Georgia Sens. Kelly Loeffler, R-Ga., and David Perdue, R-Ga., released a joint statement Tuesday morning saying they oppose renaming the Atlanta Braves baseball team.
Loeffler and Perdue, incumbents on the ballot in Georgia's Jan. 5 runoff election, said the Braves nickname honors Native Americans. Their statement came two days after The New York Times reported the major league team planned to discard a nickname considered racist by some people.
"We adamantly oppose any effort to rename the Atlanta Braves, one of our state's most storied and successful sports franchises," Perdue and Loeffler said in a statement on Twitter. "Not only are the Braves a Georgia institution – with a history spanning 54 years in Atlanta – they're an American institution.

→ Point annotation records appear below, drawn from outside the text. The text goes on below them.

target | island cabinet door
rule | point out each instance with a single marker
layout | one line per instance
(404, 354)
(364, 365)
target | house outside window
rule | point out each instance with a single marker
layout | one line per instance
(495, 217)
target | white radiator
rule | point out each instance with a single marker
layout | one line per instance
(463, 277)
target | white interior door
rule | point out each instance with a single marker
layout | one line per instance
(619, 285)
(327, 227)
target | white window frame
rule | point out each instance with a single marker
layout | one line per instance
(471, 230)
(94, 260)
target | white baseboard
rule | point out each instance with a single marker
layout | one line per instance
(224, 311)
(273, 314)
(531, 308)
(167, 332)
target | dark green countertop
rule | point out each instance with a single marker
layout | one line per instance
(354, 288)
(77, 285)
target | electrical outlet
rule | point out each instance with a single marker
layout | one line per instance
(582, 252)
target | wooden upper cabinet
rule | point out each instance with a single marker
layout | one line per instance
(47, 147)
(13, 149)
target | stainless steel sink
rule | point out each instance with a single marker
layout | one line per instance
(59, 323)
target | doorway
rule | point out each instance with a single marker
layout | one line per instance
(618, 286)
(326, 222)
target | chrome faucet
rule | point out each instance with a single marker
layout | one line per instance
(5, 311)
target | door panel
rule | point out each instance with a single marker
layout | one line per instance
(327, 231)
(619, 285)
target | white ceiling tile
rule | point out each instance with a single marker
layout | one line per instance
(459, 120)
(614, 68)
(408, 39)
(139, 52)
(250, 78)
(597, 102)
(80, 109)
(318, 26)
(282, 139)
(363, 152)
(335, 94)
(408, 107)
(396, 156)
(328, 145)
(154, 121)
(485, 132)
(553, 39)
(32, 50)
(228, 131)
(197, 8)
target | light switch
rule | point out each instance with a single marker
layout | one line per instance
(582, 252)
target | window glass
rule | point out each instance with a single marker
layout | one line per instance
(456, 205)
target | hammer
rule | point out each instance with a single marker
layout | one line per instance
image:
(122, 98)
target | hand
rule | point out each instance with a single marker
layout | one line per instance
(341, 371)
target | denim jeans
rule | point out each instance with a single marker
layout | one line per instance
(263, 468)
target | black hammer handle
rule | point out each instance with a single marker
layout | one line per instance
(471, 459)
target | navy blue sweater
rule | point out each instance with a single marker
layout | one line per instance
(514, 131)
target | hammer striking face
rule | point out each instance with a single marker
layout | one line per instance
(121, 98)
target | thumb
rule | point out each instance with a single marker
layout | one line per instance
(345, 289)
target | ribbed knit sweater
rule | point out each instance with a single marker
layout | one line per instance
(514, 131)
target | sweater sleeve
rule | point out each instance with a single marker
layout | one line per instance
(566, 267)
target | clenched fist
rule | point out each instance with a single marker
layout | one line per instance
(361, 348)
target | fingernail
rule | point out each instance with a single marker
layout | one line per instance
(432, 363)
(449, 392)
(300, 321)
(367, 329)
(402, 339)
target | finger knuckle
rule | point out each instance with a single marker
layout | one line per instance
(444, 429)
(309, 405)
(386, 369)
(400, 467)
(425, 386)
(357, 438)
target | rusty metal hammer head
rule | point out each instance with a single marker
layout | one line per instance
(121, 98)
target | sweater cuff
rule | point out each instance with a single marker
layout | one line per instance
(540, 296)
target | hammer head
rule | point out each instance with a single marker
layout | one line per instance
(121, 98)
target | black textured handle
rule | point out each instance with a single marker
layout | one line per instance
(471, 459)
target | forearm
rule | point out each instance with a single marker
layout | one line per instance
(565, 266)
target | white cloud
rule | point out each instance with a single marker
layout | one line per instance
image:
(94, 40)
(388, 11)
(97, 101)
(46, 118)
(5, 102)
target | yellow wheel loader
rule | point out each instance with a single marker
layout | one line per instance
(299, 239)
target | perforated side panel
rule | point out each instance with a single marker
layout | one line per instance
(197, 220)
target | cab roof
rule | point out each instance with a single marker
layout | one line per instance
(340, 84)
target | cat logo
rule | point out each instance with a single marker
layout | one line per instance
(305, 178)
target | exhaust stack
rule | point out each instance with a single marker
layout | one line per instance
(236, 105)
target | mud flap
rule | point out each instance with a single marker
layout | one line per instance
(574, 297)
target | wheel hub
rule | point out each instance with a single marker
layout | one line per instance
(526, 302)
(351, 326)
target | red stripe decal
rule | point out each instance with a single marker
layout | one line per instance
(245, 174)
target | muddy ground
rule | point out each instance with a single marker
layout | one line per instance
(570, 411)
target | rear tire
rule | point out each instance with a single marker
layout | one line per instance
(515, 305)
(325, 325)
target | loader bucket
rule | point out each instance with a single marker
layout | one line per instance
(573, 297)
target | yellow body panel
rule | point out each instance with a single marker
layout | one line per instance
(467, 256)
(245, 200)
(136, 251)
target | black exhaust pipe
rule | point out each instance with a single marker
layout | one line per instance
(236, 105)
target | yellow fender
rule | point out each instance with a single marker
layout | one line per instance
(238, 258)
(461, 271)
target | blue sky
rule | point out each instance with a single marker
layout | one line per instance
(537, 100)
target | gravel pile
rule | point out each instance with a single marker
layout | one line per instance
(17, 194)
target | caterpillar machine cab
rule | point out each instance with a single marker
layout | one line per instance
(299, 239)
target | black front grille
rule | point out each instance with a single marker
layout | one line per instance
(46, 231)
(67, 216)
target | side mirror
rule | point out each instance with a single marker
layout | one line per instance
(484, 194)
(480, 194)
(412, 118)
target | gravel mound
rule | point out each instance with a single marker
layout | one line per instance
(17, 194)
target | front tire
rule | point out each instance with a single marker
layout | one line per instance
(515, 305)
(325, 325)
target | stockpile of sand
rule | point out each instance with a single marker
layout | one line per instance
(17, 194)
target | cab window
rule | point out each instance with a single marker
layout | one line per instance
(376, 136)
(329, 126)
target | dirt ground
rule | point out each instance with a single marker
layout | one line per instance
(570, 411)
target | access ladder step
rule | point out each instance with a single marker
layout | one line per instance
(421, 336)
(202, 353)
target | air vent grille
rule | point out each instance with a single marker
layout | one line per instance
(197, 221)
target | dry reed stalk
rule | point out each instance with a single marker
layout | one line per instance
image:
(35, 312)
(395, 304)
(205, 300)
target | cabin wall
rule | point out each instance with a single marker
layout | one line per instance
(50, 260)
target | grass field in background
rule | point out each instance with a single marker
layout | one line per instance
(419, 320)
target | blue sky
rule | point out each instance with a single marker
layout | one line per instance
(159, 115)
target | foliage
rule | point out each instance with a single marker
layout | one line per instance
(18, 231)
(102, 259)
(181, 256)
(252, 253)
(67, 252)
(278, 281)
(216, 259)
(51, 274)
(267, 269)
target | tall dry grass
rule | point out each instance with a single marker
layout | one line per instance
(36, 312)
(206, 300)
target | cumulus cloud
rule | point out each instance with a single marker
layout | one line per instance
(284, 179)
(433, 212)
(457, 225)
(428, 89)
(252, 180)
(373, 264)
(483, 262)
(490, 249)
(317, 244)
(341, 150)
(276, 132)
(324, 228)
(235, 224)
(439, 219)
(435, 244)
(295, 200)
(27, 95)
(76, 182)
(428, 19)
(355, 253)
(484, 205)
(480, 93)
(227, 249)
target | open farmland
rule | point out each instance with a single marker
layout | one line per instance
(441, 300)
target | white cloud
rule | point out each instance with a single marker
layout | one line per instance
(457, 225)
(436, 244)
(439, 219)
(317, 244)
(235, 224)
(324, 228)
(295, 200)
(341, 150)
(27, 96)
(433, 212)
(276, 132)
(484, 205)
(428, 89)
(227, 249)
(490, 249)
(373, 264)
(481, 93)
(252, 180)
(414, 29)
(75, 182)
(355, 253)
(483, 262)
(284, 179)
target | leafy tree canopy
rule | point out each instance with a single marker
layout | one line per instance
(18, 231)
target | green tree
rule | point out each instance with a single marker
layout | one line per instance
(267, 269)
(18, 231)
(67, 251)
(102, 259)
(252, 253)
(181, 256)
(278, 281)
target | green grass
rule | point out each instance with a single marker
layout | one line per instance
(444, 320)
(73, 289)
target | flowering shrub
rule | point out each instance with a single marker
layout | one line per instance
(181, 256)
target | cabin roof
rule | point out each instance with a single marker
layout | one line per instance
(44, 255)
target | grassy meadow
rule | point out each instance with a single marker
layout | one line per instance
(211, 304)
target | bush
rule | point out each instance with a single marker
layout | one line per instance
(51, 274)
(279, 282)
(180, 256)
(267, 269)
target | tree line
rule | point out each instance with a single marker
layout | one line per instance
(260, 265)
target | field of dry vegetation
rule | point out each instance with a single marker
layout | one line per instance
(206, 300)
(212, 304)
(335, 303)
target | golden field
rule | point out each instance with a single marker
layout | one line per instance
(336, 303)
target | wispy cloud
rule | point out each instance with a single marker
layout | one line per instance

"The Braves' name honors our nation's Native American heritage, which should not be erased – and under no circumstances should one of the most celebrated teams in sports cave to the demands of the cancel culture and the radical left."
The Braves indicated during the summer they had no intention to change the nickname. The Atlanta Journal-Constitution reported team officials said Monday they were in "discussions" about the tomahawk chop chant at the start of games.
St. Louis Cardinals pitcher Ryan Helsley, a member of the Cherokee Nation, said the tomahawk chop, "depicts [Native Americans] in this kind of caveman-type people way."
"It's not me being offended by the whole mascot thing," Helsley said per the Athens Banner-Herald. "It's not. It's about the misconception of us, the Native Americans, and it devalues us and how we're perceived in that way, or used as mascots. The Redskins and stuff like that."
The NFL's Washington Football Team, formerly known as the Redskins before the current season, changed its team nickname that had been considered a racial slur.
Other professional sports teams often in the discussion for a possible name change include the NFL's Kansas City Chiefs and the NHL's Chicago Blackhawks.